2004 file photo of Sister Dorothy Stang. (CNS photo/Reuters)

Ohio-born Sister Dorothy Stang, a member of the Sisters of Notre Dame de Namur and a naturalized Brazilian citizen, was known for her fight against large landowners in the Amazon region. And for that and her ministry to the marginalized there, she was assassinated in 2005 at age 73. Now her story is being told in an American opera titled “Angel of the Amazon.”

The work just had two performances in Boston this past weekend. The Pilot, newspaper of the Boston Archdiocese, carried an advance notice that featured a triptych of Sister Dorothy painted by a member of her order.

Sister Dorothy’s death sparked an international outcry. She was killed Feb.12, 2005, in Anapu, a remote community in the Amazon region.

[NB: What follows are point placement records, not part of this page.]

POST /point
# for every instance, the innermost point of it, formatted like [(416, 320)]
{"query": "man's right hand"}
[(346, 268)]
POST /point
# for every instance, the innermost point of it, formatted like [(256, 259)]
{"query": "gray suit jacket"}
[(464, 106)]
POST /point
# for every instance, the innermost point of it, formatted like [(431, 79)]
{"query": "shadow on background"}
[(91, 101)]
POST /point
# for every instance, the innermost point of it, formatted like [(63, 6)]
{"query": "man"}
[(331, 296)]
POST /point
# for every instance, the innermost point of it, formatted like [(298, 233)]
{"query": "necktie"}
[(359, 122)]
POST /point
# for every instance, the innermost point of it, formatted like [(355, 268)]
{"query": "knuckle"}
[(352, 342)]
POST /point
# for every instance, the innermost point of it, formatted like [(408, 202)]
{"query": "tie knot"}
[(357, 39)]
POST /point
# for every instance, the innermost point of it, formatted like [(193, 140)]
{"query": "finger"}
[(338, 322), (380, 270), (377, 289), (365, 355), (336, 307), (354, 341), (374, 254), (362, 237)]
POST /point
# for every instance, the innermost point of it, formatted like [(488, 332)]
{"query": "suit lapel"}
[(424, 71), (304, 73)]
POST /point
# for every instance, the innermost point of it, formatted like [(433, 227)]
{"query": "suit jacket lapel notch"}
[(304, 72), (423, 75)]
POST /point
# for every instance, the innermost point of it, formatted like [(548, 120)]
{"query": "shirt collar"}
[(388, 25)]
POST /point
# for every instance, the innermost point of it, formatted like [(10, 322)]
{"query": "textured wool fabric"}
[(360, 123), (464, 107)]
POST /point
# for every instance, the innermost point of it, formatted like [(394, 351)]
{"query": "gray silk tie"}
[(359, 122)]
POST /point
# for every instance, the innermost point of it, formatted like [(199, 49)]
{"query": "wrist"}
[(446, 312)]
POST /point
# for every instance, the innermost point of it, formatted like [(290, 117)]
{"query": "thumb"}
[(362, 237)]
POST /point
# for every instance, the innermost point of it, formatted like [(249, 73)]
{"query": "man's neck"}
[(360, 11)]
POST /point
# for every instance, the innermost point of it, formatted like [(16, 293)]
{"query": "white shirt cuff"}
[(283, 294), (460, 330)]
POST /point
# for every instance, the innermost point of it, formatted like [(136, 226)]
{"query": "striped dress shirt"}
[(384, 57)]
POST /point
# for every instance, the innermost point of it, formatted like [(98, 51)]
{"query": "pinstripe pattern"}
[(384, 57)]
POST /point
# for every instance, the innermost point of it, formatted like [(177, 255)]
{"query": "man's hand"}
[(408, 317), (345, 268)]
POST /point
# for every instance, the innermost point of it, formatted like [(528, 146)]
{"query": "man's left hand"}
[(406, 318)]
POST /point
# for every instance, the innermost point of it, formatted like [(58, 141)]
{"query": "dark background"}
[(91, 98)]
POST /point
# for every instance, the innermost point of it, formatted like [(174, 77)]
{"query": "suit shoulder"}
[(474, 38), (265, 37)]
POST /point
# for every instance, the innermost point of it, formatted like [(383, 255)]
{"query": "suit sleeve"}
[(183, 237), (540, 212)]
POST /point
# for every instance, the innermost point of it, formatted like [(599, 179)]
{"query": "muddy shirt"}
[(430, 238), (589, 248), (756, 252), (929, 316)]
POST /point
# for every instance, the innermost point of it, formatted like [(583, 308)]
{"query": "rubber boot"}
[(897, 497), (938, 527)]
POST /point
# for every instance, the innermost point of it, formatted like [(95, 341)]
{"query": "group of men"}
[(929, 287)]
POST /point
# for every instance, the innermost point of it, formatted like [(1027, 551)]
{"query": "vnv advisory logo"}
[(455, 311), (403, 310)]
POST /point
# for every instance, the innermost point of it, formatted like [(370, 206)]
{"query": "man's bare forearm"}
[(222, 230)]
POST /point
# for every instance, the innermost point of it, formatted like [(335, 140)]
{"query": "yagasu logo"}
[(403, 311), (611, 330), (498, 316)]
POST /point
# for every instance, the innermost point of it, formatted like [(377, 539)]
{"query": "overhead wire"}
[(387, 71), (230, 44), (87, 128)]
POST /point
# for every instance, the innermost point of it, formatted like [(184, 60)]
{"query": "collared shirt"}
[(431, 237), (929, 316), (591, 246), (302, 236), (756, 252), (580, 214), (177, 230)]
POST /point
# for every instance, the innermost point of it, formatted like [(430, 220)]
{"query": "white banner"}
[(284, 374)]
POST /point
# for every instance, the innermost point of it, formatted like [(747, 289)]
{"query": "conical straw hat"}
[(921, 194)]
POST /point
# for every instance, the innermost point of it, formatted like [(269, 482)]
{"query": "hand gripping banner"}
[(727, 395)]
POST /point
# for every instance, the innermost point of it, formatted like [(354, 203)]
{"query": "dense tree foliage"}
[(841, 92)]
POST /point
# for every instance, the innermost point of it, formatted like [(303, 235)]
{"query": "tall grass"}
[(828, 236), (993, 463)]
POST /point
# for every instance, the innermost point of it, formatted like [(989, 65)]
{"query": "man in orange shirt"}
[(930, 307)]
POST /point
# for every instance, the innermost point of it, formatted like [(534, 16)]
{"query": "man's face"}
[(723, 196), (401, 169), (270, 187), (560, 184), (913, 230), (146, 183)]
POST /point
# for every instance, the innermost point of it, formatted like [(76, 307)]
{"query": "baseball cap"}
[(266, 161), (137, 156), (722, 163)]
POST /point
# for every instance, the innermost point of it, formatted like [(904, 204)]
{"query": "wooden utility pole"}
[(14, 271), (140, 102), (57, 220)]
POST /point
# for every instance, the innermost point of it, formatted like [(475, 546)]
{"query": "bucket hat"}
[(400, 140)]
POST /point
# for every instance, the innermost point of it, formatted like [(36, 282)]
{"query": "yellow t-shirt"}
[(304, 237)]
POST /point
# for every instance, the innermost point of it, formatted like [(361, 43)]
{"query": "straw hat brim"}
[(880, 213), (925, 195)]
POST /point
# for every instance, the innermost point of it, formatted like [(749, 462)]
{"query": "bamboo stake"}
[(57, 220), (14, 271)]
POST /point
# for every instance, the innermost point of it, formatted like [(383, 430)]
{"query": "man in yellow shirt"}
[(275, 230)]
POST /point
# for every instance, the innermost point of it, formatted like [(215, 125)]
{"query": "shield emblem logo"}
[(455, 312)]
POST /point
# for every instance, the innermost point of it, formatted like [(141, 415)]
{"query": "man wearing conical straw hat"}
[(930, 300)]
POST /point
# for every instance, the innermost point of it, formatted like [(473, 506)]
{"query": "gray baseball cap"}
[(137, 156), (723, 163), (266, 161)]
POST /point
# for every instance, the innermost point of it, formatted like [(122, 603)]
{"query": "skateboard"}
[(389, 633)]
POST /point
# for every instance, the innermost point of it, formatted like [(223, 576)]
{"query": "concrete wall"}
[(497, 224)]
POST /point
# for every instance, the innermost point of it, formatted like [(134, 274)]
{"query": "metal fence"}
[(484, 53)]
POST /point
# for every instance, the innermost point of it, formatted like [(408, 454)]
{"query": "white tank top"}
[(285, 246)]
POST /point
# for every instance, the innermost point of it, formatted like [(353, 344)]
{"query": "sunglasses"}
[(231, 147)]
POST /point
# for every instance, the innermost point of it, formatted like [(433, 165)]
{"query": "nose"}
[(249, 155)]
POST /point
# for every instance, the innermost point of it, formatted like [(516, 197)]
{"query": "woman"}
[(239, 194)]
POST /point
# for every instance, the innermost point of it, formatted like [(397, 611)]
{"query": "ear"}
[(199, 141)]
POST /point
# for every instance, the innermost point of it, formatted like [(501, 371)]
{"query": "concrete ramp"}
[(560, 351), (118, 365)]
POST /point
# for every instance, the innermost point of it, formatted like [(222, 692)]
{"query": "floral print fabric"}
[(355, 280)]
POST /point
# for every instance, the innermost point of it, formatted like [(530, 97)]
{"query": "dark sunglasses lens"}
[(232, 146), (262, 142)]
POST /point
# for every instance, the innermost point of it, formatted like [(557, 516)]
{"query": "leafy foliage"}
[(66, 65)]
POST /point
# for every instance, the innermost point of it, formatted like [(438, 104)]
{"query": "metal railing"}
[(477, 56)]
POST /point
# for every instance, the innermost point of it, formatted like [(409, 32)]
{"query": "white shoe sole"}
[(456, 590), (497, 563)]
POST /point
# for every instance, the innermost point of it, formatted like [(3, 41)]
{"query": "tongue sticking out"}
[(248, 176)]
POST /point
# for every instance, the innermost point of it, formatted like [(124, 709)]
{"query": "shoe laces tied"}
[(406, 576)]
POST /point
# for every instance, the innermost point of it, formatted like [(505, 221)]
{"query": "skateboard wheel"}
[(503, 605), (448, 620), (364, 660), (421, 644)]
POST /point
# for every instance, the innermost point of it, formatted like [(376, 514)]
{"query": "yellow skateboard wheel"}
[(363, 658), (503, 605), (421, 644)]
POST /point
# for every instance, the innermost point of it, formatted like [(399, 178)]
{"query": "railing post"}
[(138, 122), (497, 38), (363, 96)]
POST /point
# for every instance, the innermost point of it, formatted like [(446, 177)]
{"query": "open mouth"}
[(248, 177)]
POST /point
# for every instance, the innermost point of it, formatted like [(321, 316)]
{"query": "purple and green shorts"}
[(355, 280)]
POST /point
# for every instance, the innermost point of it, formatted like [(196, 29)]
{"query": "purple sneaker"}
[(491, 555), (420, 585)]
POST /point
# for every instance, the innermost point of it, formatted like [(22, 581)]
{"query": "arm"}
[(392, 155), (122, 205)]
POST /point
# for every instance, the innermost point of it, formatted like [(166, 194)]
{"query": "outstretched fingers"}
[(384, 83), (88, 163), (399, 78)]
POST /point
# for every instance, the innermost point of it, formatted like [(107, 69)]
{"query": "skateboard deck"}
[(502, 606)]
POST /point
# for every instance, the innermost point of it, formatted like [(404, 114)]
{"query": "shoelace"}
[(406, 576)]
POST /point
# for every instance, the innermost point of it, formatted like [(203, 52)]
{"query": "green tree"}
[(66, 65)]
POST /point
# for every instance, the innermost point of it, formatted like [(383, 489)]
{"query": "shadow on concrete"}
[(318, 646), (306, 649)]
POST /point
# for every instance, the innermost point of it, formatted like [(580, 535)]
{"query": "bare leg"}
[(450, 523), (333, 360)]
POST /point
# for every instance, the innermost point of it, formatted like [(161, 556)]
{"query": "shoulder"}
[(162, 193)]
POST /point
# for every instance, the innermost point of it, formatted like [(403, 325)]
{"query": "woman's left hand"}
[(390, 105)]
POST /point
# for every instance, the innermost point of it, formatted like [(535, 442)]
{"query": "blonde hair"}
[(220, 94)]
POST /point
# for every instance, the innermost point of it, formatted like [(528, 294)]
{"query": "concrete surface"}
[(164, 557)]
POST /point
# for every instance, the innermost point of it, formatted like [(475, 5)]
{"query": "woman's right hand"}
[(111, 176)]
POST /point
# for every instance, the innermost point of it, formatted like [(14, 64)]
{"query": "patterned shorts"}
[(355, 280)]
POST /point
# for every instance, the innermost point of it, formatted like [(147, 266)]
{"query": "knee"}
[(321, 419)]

She was shot several times in the chest and head.

For nearly four decades, Sister Dorothy worked in rural Brazil, defending the rights of poor peasants. This fight made her many enemies, including some wealthy landowners. Shortly before her death, the town of Anapu declared her “persona non grata,” stating her work was hindering the region’s development.

In her book titled “Martyr of the Amazon,” published by Orbis Books in 2007, author Rosanne Murphy recounted that Sister Dorothy’s lifelong dream of mission work became a reality in 1966, when she was one of five sisters from her order sent to Brazil following an appeal by Pope John XXIII.

In December 2008 she was one of seven people name to receive the  prestigious U.N. Prize in the Field of Human Rights, awarded by the General Assembly every five years.